RECHTBANK LEEUWARDEN
Sector kanton
Locatie Leeuwarden
zaak-/rolnummer: 224854 \ CV EXPL 07-4589
vonnis van de kantonrechter ex art. 254 lid 4 Rv d.d. 31 juli 2007
inzake
[eiser],
hierna te noemen: [eiser],
wonende te [woonplaats],
eiser,
gemachtigde: mr. I. Grijpma,
tegen
[gedaagde],
hierna te noemen: [gedaagde],
wonende te [woonplaats],
gedaagde,
gemachtigde: drs. A. Flierman
Procesverloop
1.1. [eiser] heeft [gedaagde] in kort geding doen dagvaarden tegen de openbare zitting van 24 juli 2007.
1.2. [eiser] heeft toen op de bij dagvaarding vermelde gronden gevorderd dat de kantonrechter, bij vonnis voor zoveel mogelijk uitvoerbaar bij voorraad, [gedaagde] veroordeelt om binnen 24 uur na betekening van het vonnis alle roerende zaken eigendom van [gedaagde], zich bevindende buiten het gehuurde op het terrein van [eiser], te verwijderen en verwijderd te houden, op straffe van verbeurte van een dwangsom van € 250,- per dag of deel van een dag dat [gedaagde] hiermee in gebreke blijft, met een maximum van € 25.000,-, met veroordeling van [gedaagde] in de kosten van het geding.
1.3. [gedaagde] heeft voorafgaand aan de mondelinge behandeling een conclusie van antwoord ingediend. Ter zitting hebben partijen hun standpunten nader toegelicht, waarbij de gemachtigde van [eiser] gebruik heeft gemaakt van pleitnotities. Van het verhandelde ter zitting zijn aantekeningen gemaakt door de griffier.
1.4. Partijen hebben producties overgelegd.
1.5. Het vonnis is bepaald op heden.
Motivering
De feiten
2. Als gesteld en erkend, dan wel als niet of onvoldoende weersproken, alsmede op grond van de in zoverre onbetwiste inhoud der overgelegde producties staat het volgende vast.
2.1. Tussen [eiser] als verhuurder en [gedaagde] als huurder bestaat een huurovereenkomst met betrekking tot een bedrijfsruimte in de voormalige zuivelfabriek "Trynwalden" aan de Rinia van Nautaweg 3 te Gytsjerk. Deze zuivelfabriek is een beschermd rijksmonument. In het gehuurde, dat een vloeroppervlak van 65 m² heeft, wordt door [gedaagde] een pizzeria geëxploiteerd onder de naam 'Pico Bello'. Aanvankelijk bestond er een huurovereenkomst tussen [eiser] en de heer [a]. Per 1 juli 2006 is er sprake geweest van een indeplaatsstelling van [gedaagde] als nieuwe huurder.

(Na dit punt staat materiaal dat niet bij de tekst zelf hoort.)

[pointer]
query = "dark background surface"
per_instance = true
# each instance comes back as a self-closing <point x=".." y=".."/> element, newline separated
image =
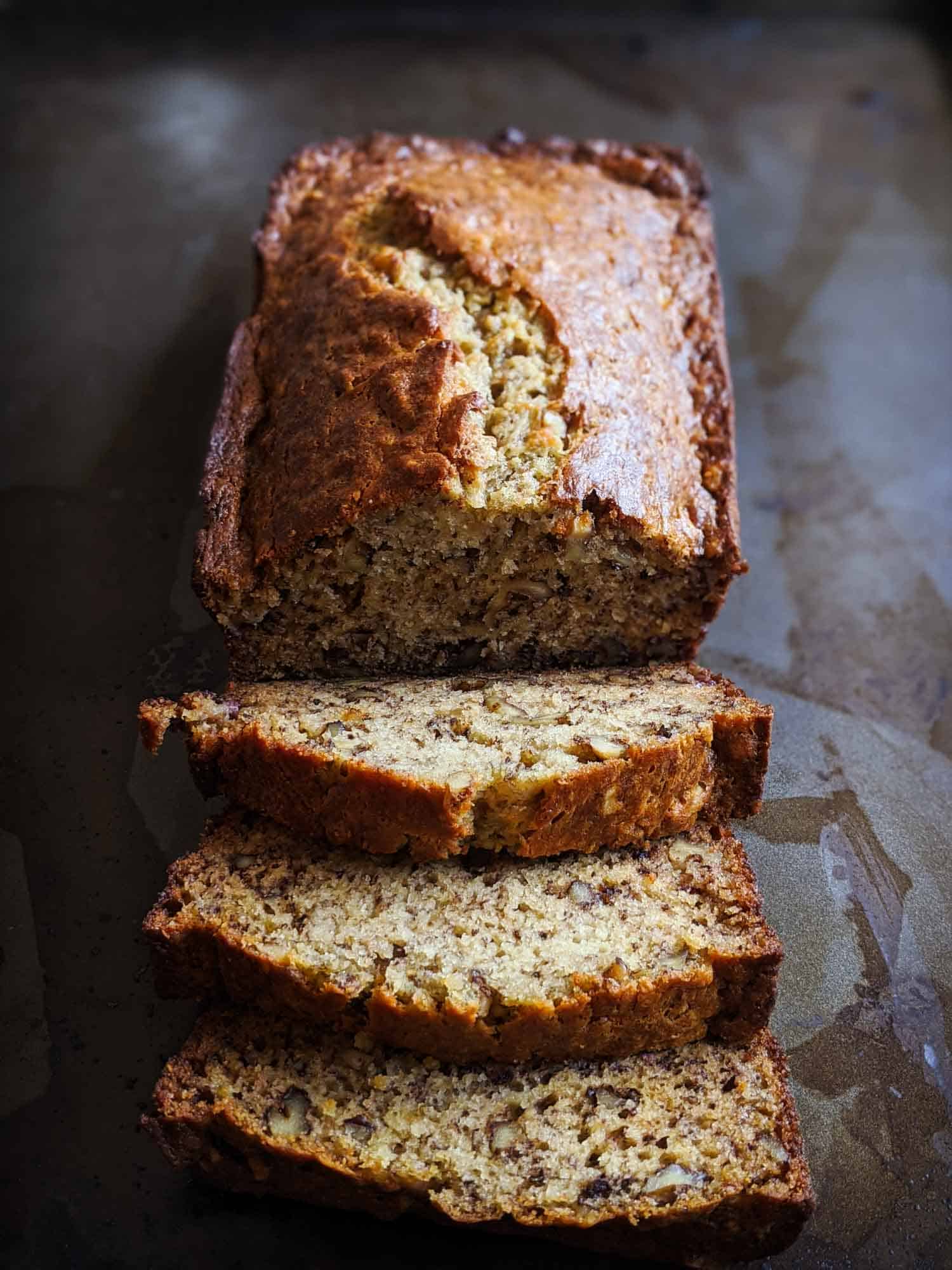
<point x="136" y="170"/>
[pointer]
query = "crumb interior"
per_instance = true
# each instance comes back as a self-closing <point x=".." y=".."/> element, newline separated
<point x="497" y="573"/>
<point x="577" y="1142"/>
<point x="491" y="937"/>
<point x="496" y="744"/>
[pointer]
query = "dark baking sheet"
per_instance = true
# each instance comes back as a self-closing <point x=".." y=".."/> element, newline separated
<point x="136" y="171"/>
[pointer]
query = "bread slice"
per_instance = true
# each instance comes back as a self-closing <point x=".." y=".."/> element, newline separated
<point x="534" y="765"/>
<point x="691" y="1156"/>
<point x="579" y="956"/>
<point x="480" y="415"/>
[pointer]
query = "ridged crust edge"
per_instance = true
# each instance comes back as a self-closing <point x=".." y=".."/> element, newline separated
<point x="602" y="1019"/>
<point x="379" y="812"/>
<point x="223" y="559"/>
<point x="744" y="1226"/>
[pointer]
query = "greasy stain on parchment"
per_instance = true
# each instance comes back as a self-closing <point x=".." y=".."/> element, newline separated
<point x="884" y="1053"/>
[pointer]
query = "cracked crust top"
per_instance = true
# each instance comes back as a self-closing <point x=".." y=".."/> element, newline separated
<point x="345" y="393"/>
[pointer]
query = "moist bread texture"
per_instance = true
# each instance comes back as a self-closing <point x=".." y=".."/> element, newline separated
<point x="691" y="1156"/>
<point x="529" y="764"/>
<point x="482" y="415"/>
<point x="493" y="959"/>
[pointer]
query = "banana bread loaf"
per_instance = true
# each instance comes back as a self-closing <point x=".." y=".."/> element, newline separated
<point x="482" y="415"/>
<point x="691" y="1156"/>
<point x="535" y="765"/>
<point x="578" y="956"/>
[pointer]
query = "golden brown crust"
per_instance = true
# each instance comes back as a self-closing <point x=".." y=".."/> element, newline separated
<point x="654" y="791"/>
<point x="204" y="956"/>
<point x="340" y="397"/>
<point x="201" y="1132"/>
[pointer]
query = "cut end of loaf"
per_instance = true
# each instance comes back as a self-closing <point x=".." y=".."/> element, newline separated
<point x="489" y="959"/>
<point x="489" y="591"/>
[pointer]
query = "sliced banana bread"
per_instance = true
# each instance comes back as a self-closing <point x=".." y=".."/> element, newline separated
<point x="581" y="956"/>
<point x="534" y="764"/>
<point x="690" y="1156"/>
<point x="482" y="413"/>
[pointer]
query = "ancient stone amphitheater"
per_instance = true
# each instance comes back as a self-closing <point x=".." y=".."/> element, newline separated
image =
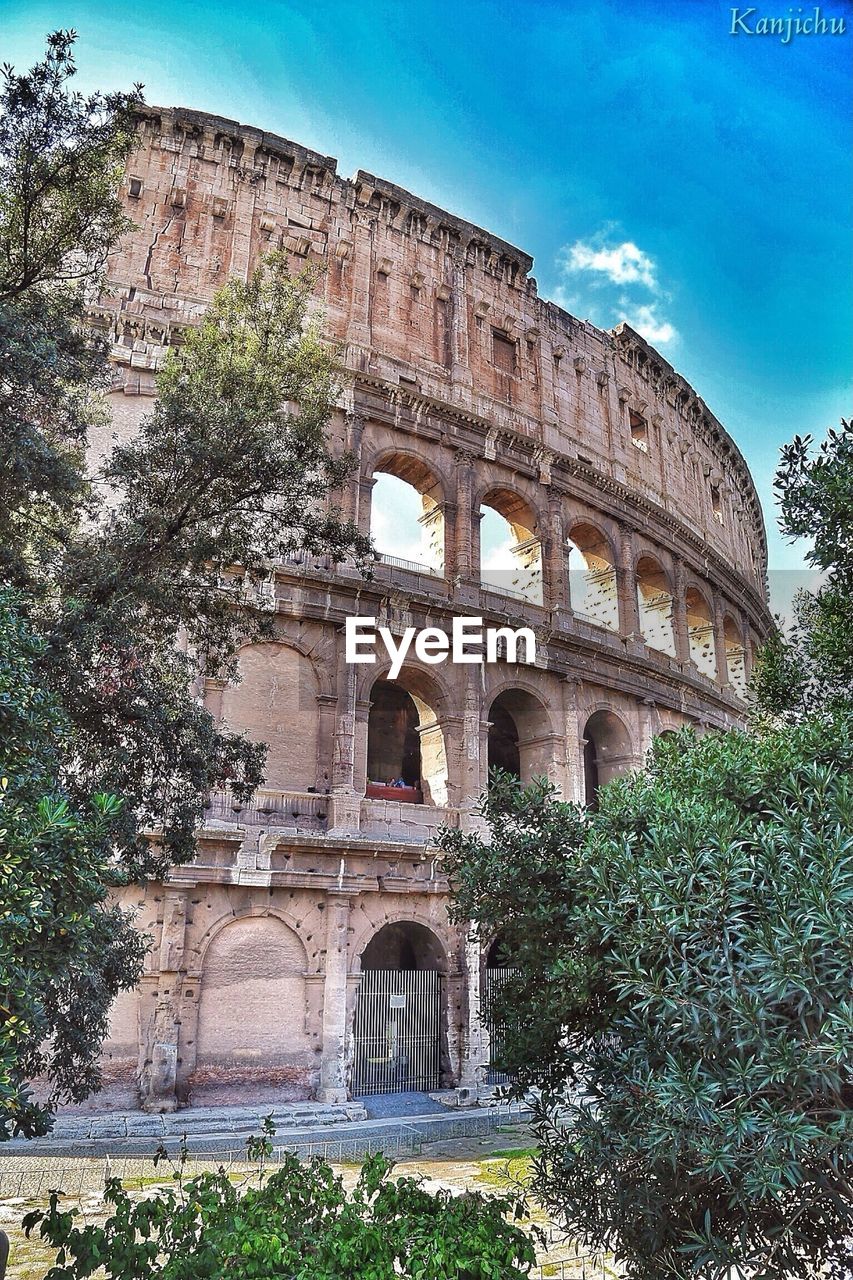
<point x="306" y="952"/>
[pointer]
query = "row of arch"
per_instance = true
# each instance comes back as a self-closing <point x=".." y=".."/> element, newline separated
<point x="406" y="748"/>
<point x="413" y="750"/>
<point x="407" y="526"/>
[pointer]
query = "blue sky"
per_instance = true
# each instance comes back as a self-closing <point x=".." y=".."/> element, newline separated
<point x="655" y="165"/>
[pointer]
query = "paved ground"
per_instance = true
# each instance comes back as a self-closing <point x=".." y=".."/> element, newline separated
<point x="383" y="1105"/>
<point x="443" y="1157"/>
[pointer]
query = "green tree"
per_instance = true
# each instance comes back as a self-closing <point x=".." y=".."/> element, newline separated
<point x="680" y="1000"/>
<point x="811" y="667"/>
<point x="135" y="580"/>
<point x="300" y="1224"/>
<point x="64" y="950"/>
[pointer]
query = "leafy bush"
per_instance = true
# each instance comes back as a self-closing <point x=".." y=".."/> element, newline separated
<point x="682" y="999"/>
<point x="297" y="1223"/>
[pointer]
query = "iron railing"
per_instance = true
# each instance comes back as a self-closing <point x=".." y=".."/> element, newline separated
<point x="397" y="1032"/>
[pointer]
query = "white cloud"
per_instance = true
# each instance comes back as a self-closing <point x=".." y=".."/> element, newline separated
<point x="610" y="279"/>
<point x="620" y="264"/>
<point x="649" y="323"/>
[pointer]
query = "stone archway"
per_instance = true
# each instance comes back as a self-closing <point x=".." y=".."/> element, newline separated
<point x="400" y="1020"/>
<point x="519" y="735"/>
<point x="251" y="1041"/>
<point x="607" y="753"/>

2.2. Blijkens artikel 1.2. van de huurovereenkomst mag het gehuurde uitsluitend worden gebruikt als " restaurantkeuken en voedselverkooppunt".
In artikel 9 van de huurovereenkomst is onder de noemer 'bijzondere bepalingen' onder meer het volgende bepaald:
'Er mogen geen voorraden of producten buiten het gehuurde worden opgeslagen. Onderverhuur of in gebruik worden afgestaan van het gehuurde is niet toegestaan. Het is niet toegestaan afval buiten op te slaan en de omliggende grond anders te gebruiken dan het parkeren van de auto(s) op de daarvoor bestemde parkeerplaats.'
2.3. [gedaagde] heeft het omliggende terrein bij het gehuurde gebruikt voor het plaatsen van verwijzingsborden naar de ingang van de pizzeria en voor de plaatsing van (terras)meubilair zoals stoelen, tafels en diverse plantenbakken. Ook heeft zij een vlechtscherm aan de muur van het gehuurde bevestigd, terwijl zij voorts een container, een vetton en een ijzeren stellage buiten tegen het pand heeft geplaatst. De andere huurders van delen van de oude zuivelfabriek hebben hun containers achter op het bedrijfsterrein geplaatst.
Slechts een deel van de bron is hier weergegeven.